Another marquee software name is heading off the public markets. Dayforce struck a deal to be acquired by Thoma Bravo in a take-private valued at $12.3 billion including debt. Shareholders will receive $70 per share in cash—an offer that works out to roughly $11.2 billion in equity value and a premium a little north of 32% versus the stock’s close on August 15, when rumors of advanced talks first bubbled up. The companies expect to wrap things up in the early part of next year, pending routine approvals.

Why now? In short, Dayforce sells software that employers can’t live without. Its all-in-one platform handles payroll, scheduling, and other workforce tasks, and the roadmap has increasingly leaned into AI to automate the repetitive but critical chores HR teams face. In private hands, Dayforce says it can move faster—both in product and in go-to-market—without the quarterly spotlight. The buyer group will also include a minority investment from an affiliate of the Abu Dhabi Investment Authority, adding another deep pocket to fund expansion and potential bolt-ons.
For Thoma Bravo, this is familiar terrain. The firm has made a career out of buying “system of record” software businesses with sticky subscriptions and then driving operating discipline and product focus. Even with interest rates higher than a few years ago, lenders still show up for cash-generating software names, especially those with high gross retention and obvious levers to improve margins.

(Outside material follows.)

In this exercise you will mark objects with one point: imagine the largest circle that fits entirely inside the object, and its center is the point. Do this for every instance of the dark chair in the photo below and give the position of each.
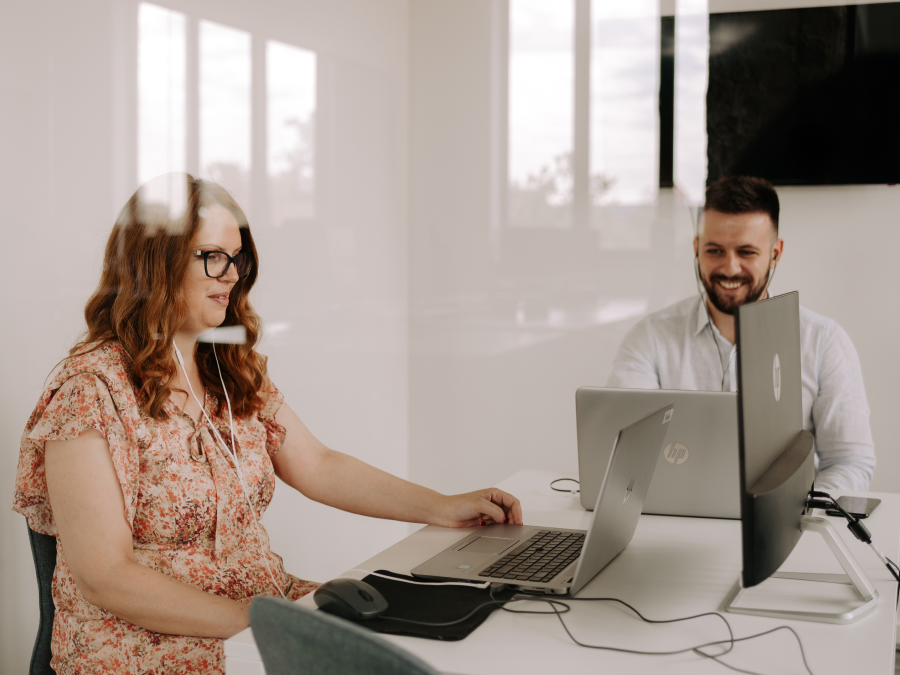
(43, 550)
(293, 639)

The math doesn’t leave as much room for error as it did during the zero-rate era, but it still works if revenue is durable and upsell potential is real.
The timing also tracks with a busier year for HR-tech dealmaking. Paychex bought Paycor in a multi-billion-dollar move earlier in 2025, while ADP bulked up in workforce management through the purchase of WorkForce Software last fall. The thesis is consistent: consolidate platforms, strip out overlapping costs, and use AI-powered features to justify higher price points. As CIOs look to shrink vendor sprawl, suites that talk to one another across payroll, timekeeping, and talent tend to win out over point solutions.
Market reaction was broadly positive. Dayforce ticked higher after the announcement, reflecting the premium and a sense that the stock had lacked catalysts as a standalone public company. Longer term, the question is whether Thoma Bravo can bend the growth curve higher while keeping churn low and margins on the rise. Expect the usual private-equity playbook to roll out: tighten spending, re-prioritize R&D around the highest-return features, and scout for bolt-on deals that open new geographies or add missing modules.
There are still formalities ahead—regulatory filings and the standard closing checklist—but few expect fireworks on that front. If the transaction closes on schedule, it will add to a growing list of enterprise-software names that opted for the quieter life of private ownership in 2025. It’s another data point in a year when capital markets are sending a clear message: mission-critical, recurring-revenue software can still command full valuations, even with money not nearly as cheap as it used to be.